Cksum


cksum is a command in Unix-like operating systems that generates a checksum value for a file or stream of data. The cksum command reads each file given in its arguments, or standard input if no arguments are provided, and outputs the file's CRC checksum and byte count.
The cksum command can be used to verify that files transferred by unreliable means arrived intact. However, the CRC checksum calculated by the cksum command is not cryptographically secure: While it guards against accidental corruption, it is not difficult for an attacker to deliberately corrupt the file in a specific way that its checksum is unchanged.

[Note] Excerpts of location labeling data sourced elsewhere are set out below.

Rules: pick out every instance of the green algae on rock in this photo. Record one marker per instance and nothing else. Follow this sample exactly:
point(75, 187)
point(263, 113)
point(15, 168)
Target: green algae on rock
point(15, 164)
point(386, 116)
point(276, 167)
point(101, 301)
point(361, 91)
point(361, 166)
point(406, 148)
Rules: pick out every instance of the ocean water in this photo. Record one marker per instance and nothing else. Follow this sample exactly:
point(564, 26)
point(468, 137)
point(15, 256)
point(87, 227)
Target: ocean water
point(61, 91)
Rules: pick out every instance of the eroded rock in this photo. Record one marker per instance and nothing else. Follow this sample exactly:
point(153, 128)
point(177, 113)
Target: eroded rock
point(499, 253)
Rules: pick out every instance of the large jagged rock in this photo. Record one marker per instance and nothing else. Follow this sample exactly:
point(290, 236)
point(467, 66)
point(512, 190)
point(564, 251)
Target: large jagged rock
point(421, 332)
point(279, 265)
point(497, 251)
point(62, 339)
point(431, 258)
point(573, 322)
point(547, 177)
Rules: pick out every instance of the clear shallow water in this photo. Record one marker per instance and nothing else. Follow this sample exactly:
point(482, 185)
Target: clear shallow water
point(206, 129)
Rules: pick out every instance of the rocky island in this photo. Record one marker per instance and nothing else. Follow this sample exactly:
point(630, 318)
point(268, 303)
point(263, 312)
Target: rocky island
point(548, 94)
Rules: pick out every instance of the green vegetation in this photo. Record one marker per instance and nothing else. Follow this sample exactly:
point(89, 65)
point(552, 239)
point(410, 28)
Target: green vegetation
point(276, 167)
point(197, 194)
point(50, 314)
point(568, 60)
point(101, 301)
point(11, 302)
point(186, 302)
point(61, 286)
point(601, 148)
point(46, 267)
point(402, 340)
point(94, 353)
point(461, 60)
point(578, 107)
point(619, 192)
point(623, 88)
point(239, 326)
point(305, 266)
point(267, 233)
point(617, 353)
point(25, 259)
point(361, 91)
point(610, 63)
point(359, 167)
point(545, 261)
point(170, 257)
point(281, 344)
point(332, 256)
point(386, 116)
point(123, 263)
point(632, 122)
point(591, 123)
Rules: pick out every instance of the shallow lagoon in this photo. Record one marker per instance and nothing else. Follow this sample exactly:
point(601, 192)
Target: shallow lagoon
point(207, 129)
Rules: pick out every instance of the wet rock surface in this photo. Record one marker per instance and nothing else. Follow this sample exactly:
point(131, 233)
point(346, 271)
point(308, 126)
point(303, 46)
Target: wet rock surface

Unix-like systems typically include other commands for cryptographically secure checksums, such as sha256sum.

Interoperability

The standard cksum command, as found on most Unix-like operating systems uses a CRC algorithm based on the ethernet standard frame check and is therefore interoperable between implementations. This is in contrast to the sum command, which is not as interoperable. It is however not compatible with the CRC-32 calculation. On Tru64 operating systems, the cksum command returns a different CRC value, unless the environment variable CMD_ENV is set to xpg4.

Algorithm

cksum uses the generator polynomial 0x04C11DB7 and appends to the message its length in little endian representation. That length has null bytes trimmed on the right end.

Syntax


cksum ...
cksum

Usage example


$ cksum test.txt
4038471504 75 test.txt

where 4038471504 represents the checksum value and 75 represents the file size of test.txt.